Contents

TensorFlow中的基本计算核心函数，或称kernel，均定义在tensorflow/core/kernels目录下。其中卷积操作是深度神经网络中最常见的热点操作之一，自然也定义并实现在此处，涉及到的主要文件是conv_ops.cc。本文以TensorFlow r1.5代码为基础，试图对其中卷积操作进行初步分析，以见一斑。

1. 2D卷积代码结构简析

2D卷积操作是卷积网络中非常重要的热点函数，采用Intel VTune工具对VGG16算例（纯CPU计算）inference进行热点分析。程序的CPU运行时间是43.576s，其中卷积操作tensorflow::Conv2DOp::operator()占用时间37.172s，占比达到85.3%，可谓是不折不扣的第一热点了。

文件tensorflow/core/kernels/cov_ops.cc中，Conv2DOp的主要代码框架如下：

// File: tensorflow/core/kernels/cov_ops.cc

template <typename Device, typename T>
class Conv2DOp : public BinaryOp<T> {
public:
  explicit Conv2DOp(OpKernelConstruction* context) : BinaryOp<T>(context) {
    ...
  }
...
  void Compute(OpKernelContext* context) override {
    ...
        if (LaunchDeepConvOp<Device, T>::Run(
            context, input, filter, dimensions.batch, dimensions.input_rows,
            dimensions.input_cols, dimensions.in_depth, dimensions.filter_rows,
            dimensions.filter_cols, dimensions.pad_rows, dimensions.pad_cols,
            dimensions.out_rows, dimensions.out_cols, dimensions.out_depth,
            dimensions.dilation_rows, dimensions.dilation_cols,
            dimensions.stride_rows, dimensions.stride_cols, output,
            params_.data_format)) {
                return;
    }

    launcher_(context, use_cudnn_, cudnn_use_autotune_, input, filter,
              dimensions.dilation_rows, dimensions.dilation_cols,
              dimensions.stride_rows, dimensions.stride_cols, params_.padding,
              output, params_.data_format);
  }

 private:
  Conv2DParameters params_;
  bool use_cudnn_;
  bool cudnn_use_autotune_;

  LaunchConv2DOp<Device, T> launcher_;

  TF_DISALLOW_COPY_AND_ASSIGN(Conv2DOp);
...
}

LaunchDeepConvOp::Run()的执行与否取决于卷积的参数，在不执行的情况下调用后面的launcher_()，在前面分析的VGG16例子中就是这样，直接调用launcher_()。

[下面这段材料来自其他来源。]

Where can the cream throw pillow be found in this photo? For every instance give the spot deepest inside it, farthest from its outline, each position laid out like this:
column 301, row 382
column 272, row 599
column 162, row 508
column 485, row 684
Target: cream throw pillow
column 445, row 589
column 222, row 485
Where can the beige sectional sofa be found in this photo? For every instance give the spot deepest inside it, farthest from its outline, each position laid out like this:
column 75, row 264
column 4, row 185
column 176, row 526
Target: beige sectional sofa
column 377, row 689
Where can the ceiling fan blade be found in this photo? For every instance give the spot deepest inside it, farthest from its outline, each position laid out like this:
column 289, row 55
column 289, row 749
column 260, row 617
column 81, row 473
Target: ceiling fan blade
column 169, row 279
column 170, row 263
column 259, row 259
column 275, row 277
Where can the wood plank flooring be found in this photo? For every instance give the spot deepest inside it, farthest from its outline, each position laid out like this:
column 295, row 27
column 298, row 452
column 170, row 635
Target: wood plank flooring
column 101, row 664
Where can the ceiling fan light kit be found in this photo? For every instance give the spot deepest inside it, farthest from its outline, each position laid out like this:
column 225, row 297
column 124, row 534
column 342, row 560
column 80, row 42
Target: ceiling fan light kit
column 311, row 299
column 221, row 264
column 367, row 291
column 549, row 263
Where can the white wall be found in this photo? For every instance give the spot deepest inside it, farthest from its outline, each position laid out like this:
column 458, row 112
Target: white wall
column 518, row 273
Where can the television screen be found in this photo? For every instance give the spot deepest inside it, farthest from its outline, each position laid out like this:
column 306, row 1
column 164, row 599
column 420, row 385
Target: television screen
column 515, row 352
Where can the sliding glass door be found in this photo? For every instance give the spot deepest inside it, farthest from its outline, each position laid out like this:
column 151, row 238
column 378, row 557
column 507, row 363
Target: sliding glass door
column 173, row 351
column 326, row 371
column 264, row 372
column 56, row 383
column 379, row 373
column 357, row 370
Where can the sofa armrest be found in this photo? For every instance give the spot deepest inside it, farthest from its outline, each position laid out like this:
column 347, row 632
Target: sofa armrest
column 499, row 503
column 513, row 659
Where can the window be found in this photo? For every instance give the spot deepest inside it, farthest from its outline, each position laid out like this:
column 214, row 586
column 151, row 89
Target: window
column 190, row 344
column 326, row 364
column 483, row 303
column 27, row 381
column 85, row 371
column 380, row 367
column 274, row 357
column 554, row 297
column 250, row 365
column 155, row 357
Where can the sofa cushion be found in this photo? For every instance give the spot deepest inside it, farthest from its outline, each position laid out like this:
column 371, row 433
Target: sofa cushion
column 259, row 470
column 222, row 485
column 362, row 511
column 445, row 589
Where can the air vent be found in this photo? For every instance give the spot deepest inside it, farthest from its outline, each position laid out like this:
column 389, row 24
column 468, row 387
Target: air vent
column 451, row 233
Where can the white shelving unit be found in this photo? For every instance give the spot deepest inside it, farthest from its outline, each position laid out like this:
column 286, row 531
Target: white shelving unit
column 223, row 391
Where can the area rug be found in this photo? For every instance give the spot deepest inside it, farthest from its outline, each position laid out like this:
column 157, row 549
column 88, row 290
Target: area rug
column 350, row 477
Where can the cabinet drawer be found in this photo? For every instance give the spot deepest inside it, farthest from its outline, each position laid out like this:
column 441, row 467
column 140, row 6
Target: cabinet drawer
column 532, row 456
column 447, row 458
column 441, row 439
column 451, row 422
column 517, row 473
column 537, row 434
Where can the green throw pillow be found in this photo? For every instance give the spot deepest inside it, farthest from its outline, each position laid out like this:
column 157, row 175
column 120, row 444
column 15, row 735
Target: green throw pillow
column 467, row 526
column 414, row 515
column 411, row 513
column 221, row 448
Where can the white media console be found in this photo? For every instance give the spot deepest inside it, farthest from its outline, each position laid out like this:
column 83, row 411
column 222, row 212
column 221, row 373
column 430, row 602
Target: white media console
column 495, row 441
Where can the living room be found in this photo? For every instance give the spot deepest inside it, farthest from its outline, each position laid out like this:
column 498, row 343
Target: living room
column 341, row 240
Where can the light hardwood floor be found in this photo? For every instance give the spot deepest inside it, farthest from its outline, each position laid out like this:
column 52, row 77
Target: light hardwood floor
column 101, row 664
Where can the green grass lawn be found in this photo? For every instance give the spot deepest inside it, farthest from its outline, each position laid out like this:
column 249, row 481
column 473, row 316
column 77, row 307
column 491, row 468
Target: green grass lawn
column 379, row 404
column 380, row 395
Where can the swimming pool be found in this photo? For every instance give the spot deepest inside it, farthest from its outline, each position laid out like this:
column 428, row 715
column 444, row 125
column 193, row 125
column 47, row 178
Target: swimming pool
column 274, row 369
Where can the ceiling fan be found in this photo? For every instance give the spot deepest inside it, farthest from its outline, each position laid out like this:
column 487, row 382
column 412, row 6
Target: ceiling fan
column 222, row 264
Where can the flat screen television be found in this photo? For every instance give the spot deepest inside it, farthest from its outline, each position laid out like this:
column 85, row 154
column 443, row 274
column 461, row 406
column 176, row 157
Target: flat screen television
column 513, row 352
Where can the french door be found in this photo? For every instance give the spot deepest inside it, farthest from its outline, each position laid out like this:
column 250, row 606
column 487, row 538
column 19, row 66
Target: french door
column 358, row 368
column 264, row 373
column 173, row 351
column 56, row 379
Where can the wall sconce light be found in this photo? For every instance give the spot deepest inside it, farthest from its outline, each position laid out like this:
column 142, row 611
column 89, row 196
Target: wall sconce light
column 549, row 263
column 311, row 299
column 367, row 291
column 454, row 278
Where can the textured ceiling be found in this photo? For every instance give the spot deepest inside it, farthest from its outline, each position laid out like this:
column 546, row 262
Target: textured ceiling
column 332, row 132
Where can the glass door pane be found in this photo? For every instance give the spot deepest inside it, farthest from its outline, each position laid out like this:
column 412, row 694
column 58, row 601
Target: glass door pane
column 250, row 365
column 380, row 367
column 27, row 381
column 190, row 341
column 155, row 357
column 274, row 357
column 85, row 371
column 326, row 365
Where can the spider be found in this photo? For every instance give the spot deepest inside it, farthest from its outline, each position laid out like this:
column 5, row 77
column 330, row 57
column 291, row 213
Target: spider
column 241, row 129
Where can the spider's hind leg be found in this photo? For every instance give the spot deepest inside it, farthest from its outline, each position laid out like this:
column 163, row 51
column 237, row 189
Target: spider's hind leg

所以真正的主函数入口在void LaunchConv2DOp<CPUDevice, T>::operator()和void LaunchConv2DOp<GPUDevice, T>::operator()。

在CPU版本void LaunchConv2DOp<CPUDevice, T>::operator()中，通过参数正确性检查后直接调用void LaunchGeneric::operator()，在该函数中又通过不同的条件判断调用两个不同的计算kernel：functor::MatMulConvFunctor<Device, T>()和functor::SpatialConvolution<Device, T>()。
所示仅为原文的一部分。